Auch das Raumschiff selbst ist eine fantastische Kulisse. Der Aufbau, die Räume und wie alles zusammenhängt laden dazu ein, jeden Winkel zu erkunden. Ebenso wie schon in „Gone Home“ wird der Spieler dazu ermutigt, jeden Raum nach Hinweisen zu durchsuchen, und somit erzählt das Raumschiff selbst auch eine Geschichte. Ständig findet man unscheinbare Objekte, die im großen Zusammenhang eine größere Bedeutung gewinnen. Nichts wurde willkürlich platziert und es ist sogar möglich, zusätzliche Informationen über die Charaktere zu erhalten.

Besonders die Einsamkeit erzeugt eine dichte Atmosphäre. Natürlich gibt es die Hologramme, jedoch ist der Spieler durchgehend alleine unterwegs. In einer besonders starken Zone ohne Gravitation zeigt sich erst, mit was für simplen Mitteln das Team eine Welt erschaffen hat, die sowohl interessant und anziehend ist, gleichzeitig den Spieler auch beklemmen kann, obwohl es keine Gefahren gibt.

Interaktiv?

Obwohl die Geschichte wunderbar inszeniert ist, gibt es auch kleine Puzzle, die nur bedingt überzeugen. Durch diese lassen sich zusätzliche AR-Dateien freischalten, zum Beispiel in Form von Texten, die dem Geschehen mehr Kontext verleihen. Das ist leider zu einfach geraten und die Informationen lassen sich auch erahnen. Sie zeichnen die Charaktere zu genau und der Reiz des Unbekannten verschwindet. Manchmal möchte man selber herausfinden, wieso sich ein Charakter merkwürdig verhält, und nicht die entsprechende Information per E-Mail erhalten.
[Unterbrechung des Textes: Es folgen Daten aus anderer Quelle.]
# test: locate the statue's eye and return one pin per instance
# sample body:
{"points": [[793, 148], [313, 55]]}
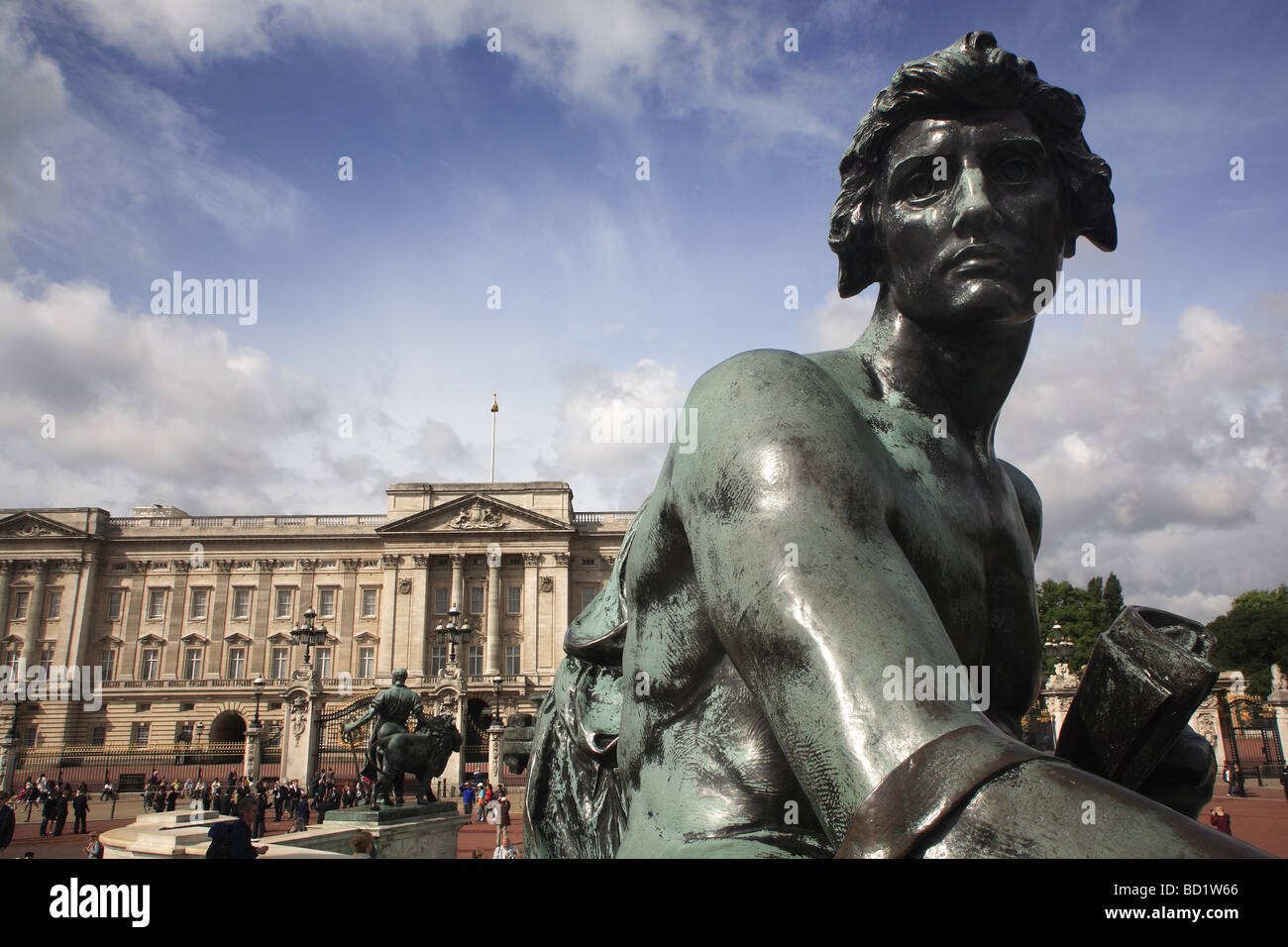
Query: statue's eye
{"points": [[919, 185], [1014, 171]]}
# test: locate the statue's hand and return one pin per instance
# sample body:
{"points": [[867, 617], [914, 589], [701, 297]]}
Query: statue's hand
{"points": [[1184, 777]]}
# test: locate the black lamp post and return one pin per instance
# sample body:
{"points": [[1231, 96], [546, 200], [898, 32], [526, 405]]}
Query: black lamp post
{"points": [[1057, 646], [454, 633], [259, 689], [201, 731], [308, 633], [496, 698]]}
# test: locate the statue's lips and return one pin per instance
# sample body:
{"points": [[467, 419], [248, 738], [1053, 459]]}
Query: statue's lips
{"points": [[979, 260]]}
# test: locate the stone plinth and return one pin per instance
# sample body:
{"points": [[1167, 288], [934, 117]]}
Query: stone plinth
{"points": [[402, 831]]}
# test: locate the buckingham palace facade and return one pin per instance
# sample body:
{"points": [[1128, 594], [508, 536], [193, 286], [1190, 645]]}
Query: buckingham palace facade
{"points": [[183, 612]]}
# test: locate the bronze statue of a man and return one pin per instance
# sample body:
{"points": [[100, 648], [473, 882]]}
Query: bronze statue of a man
{"points": [[389, 711], [844, 514]]}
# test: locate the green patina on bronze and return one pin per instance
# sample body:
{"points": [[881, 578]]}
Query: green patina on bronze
{"points": [[844, 513]]}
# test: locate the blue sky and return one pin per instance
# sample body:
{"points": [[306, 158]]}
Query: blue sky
{"points": [[518, 169]]}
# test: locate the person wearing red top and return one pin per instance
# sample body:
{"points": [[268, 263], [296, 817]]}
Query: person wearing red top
{"points": [[1222, 819]]}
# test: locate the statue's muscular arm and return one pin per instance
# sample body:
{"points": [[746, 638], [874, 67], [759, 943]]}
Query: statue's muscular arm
{"points": [[785, 458]]}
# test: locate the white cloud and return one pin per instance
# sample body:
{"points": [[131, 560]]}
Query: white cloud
{"points": [[688, 54], [149, 407], [838, 322], [1131, 450], [621, 474]]}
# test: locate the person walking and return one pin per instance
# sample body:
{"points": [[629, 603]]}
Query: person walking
{"points": [[48, 812], [503, 849], [94, 849], [80, 808], [233, 839], [8, 819], [63, 801], [261, 830]]}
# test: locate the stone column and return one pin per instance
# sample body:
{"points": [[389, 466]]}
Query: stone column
{"points": [[387, 616], [35, 615], [132, 628], [458, 596], [420, 625], [5, 578], [174, 626], [250, 758], [561, 608], [1279, 701], [259, 624], [344, 654], [493, 749], [8, 758], [300, 740], [492, 646], [82, 617], [219, 615], [529, 646]]}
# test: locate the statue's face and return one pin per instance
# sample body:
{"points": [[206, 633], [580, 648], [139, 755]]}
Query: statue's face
{"points": [[969, 217]]}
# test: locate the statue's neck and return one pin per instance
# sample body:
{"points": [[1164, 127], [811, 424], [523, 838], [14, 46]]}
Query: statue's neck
{"points": [[962, 375]]}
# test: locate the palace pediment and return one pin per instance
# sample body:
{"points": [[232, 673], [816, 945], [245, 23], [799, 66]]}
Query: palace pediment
{"points": [[476, 513], [35, 526]]}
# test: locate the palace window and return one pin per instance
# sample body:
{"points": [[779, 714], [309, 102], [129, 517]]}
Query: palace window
{"points": [[282, 609], [326, 603], [200, 596], [156, 604], [150, 664]]}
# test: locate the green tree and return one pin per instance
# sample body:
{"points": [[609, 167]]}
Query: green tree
{"points": [[1081, 613], [1113, 596], [1253, 635]]}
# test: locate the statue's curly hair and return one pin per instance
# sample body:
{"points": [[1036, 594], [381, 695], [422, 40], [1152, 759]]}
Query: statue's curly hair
{"points": [[973, 73]]}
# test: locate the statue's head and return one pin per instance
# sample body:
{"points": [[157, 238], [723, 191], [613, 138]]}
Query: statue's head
{"points": [[967, 149]]}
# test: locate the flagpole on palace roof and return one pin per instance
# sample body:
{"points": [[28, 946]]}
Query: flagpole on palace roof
{"points": [[494, 410]]}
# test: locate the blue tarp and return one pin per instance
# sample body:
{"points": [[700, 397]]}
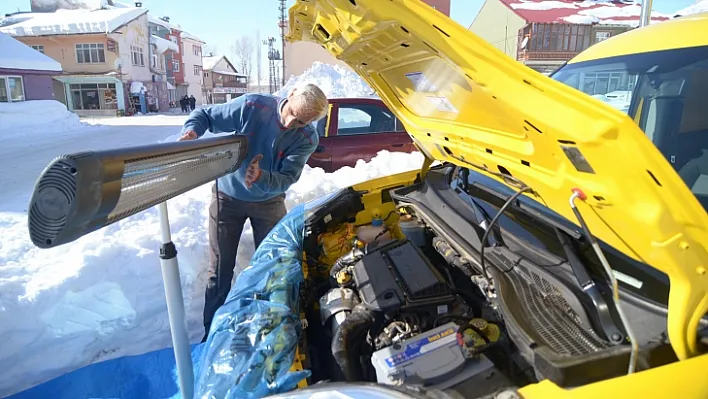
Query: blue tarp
{"points": [[250, 347]]}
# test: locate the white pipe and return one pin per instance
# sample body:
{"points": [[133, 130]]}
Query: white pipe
{"points": [[175, 306], [645, 14]]}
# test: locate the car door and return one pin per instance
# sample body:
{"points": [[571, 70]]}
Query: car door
{"points": [[322, 157], [363, 129]]}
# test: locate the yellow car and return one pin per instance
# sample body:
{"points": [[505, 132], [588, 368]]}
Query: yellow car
{"points": [[576, 243]]}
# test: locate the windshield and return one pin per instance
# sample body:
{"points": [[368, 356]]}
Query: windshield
{"points": [[665, 92]]}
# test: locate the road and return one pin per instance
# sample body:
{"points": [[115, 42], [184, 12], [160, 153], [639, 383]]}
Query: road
{"points": [[23, 157]]}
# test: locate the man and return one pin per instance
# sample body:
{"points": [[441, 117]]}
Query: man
{"points": [[280, 141]]}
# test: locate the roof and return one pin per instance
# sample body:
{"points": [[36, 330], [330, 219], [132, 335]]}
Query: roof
{"points": [[74, 22], [208, 63], [608, 12], [699, 6], [16, 55], [163, 44], [165, 24], [684, 32]]}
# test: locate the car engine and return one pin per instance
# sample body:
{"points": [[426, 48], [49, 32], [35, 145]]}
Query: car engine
{"points": [[394, 317]]}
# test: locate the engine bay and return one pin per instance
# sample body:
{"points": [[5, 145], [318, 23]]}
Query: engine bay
{"points": [[393, 301]]}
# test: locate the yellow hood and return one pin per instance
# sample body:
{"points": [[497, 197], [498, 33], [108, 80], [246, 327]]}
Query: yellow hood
{"points": [[465, 102]]}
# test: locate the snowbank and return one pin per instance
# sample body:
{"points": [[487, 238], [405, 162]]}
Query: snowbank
{"points": [[32, 117], [699, 6], [102, 297], [334, 80]]}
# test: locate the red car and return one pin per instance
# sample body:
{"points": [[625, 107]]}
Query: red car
{"points": [[357, 128]]}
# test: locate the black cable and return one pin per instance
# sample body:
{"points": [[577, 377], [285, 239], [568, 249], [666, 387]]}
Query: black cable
{"points": [[490, 227]]}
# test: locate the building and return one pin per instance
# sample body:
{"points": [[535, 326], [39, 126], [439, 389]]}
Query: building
{"points": [[101, 52], [222, 82], [544, 35], [300, 56], [25, 73], [192, 48]]}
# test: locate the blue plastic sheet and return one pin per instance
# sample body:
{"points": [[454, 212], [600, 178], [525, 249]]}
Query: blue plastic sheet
{"points": [[254, 334]]}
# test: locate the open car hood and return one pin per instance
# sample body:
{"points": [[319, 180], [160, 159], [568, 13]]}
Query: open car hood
{"points": [[465, 102]]}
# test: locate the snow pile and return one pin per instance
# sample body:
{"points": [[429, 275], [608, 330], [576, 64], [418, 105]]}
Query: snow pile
{"points": [[334, 80], [67, 22], [16, 55], [610, 12], [698, 6], [31, 117], [102, 296], [53, 5]]}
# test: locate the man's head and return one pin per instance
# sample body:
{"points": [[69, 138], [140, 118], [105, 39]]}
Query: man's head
{"points": [[305, 105]]}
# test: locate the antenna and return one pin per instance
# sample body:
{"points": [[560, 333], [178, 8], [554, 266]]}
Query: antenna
{"points": [[273, 56], [283, 24]]}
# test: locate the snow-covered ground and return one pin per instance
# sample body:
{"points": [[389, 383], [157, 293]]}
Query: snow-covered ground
{"points": [[101, 296]]}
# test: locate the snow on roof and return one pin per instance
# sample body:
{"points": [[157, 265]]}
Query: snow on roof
{"points": [[208, 63], [163, 44], [231, 73], [608, 12], [74, 22], [16, 55], [699, 6]]}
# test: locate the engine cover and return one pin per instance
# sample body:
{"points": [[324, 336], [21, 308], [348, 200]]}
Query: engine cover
{"points": [[398, 276]]}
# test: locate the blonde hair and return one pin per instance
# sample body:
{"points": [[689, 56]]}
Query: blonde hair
{"points": [[312, 99]]}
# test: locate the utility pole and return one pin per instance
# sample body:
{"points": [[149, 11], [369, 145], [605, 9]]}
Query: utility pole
{"points": [[282, 23], [273, 56], [645, 13]]}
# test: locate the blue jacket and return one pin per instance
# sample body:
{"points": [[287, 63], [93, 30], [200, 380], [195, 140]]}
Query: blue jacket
{"points": [[285, 151]]}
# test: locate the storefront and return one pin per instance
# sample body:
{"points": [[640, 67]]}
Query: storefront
{"points": [[93, 95], [220, 95]]}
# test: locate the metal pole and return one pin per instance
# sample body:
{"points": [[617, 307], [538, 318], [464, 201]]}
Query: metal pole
{"points": [[175, 306], [645, 15]]}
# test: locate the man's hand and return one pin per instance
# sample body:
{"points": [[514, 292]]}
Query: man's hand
{"points": [[253, 173], [188, 135]]}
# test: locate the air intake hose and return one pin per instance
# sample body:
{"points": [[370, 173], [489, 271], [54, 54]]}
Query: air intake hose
{"points": [[452, 257], [347, 340]]}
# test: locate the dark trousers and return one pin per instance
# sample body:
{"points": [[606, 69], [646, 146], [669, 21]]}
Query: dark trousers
{"points": [[224, 236]]}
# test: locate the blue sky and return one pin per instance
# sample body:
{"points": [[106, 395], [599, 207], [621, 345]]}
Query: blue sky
{"points": [[220, 22]]}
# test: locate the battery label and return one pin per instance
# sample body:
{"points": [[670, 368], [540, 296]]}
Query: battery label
{"points": [[423, 346]]}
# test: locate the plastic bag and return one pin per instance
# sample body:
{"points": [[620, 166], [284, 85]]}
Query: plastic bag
{"points": [[254, 334]]}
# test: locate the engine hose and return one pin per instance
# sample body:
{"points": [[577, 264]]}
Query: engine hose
{"points": [[452, 257], [345, 347]]}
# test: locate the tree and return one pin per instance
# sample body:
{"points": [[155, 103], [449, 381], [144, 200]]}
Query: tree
{"points": [[242, 50], [259, 57]]}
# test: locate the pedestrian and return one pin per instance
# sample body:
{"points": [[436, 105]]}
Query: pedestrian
{"points": [[281, 139]]}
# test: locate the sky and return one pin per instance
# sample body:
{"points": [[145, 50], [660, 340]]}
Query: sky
{"points": [[221, 22]]}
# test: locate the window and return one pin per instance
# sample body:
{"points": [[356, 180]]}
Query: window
{"points": [[94, 96], [600, 36], [664, 91], [12, 89], [90, 53], [138, 55], [363, 119]]}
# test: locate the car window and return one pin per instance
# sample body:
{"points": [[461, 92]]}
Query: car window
{"points": [[364, 119], [665, 92], [321, 126]]}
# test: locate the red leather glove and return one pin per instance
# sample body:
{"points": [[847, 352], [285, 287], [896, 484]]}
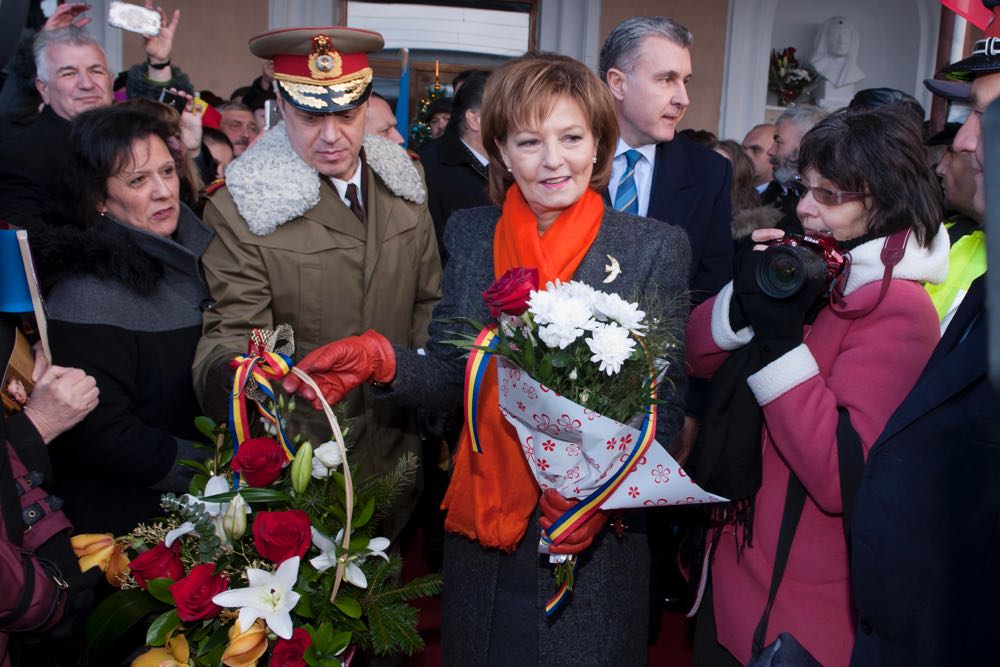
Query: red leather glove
{"points": [[554, 506], [340, 366]]}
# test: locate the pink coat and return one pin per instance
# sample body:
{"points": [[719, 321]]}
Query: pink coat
{"points": [[867, 366]]}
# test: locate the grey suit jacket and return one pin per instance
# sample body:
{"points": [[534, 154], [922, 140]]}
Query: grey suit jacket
{"points": [[654, 257]]}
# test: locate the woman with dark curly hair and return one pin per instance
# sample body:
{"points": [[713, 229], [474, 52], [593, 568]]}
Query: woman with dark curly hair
{"points": [[827, 363], [125, 295]]}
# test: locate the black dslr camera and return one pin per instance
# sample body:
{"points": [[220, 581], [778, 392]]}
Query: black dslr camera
{"points": [[795, 261]]}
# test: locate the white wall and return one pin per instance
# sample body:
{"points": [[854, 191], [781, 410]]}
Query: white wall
{"points": [[898, 47], [890, 37]]}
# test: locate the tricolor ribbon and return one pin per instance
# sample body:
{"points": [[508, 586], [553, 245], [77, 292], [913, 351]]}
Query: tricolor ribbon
{"points": [[263, 368], [475, 369]]}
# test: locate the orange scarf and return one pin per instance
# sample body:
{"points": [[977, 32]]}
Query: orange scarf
{"points": [[492, 495]]}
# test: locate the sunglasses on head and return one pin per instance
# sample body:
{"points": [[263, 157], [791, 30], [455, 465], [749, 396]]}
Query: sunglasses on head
{"points": [[826, 196]]}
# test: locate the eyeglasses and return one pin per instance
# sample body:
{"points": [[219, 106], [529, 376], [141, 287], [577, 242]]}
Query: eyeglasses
{"points": [[826, 196]]}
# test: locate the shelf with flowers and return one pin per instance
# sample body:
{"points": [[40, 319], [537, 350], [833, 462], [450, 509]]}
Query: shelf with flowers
{"points": [[579, 372], [271, 558], [788, 78]]}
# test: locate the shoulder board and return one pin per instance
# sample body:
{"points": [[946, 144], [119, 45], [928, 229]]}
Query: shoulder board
{"points": [[214, 185]]}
Das größte Problem ist leider das Ende. Während „Gone Home“ die Spieler mit einem mittlerweile legendären Moment verabschiedet hat, lässt sich in „Tacoma“ das Payoff relativ früh erahnen. Der Ablauf der Geschichte ist besser als der Kern, denn trotz interessanter Aussagen bleibt es genau das Spiel, das man innerhalb der ersten halben Stunde erwartet. Zudem wird es zum Finale hin auch ein erzählerischer Nachteil, dass der Charakter des Spielers nur Zuschauer war. Wieso das so ist, soll jeder Spieler selbst herausfinden.

Portierung

Perfekt läuft „Tacoma“ auf PlayStation 4 nicht. Kleinere grafische Fehler sowie Probleme mit der Bildrate sind bemerkbar, und obwohl sie die Erkundungen nicht unspielbar machen, stören sie in einigen wenigen Momenten. Ansonsten weiß die Ästhetik komplett zu begeistern, während der Soundtrack angenehm atmosphärisch daherkommt. Auch die Steuerung funktioniert mit dem Controller wunderbar, sodass man wirklich traurig ist, wenn die Reise nach wenigen Stunden vorüber ist.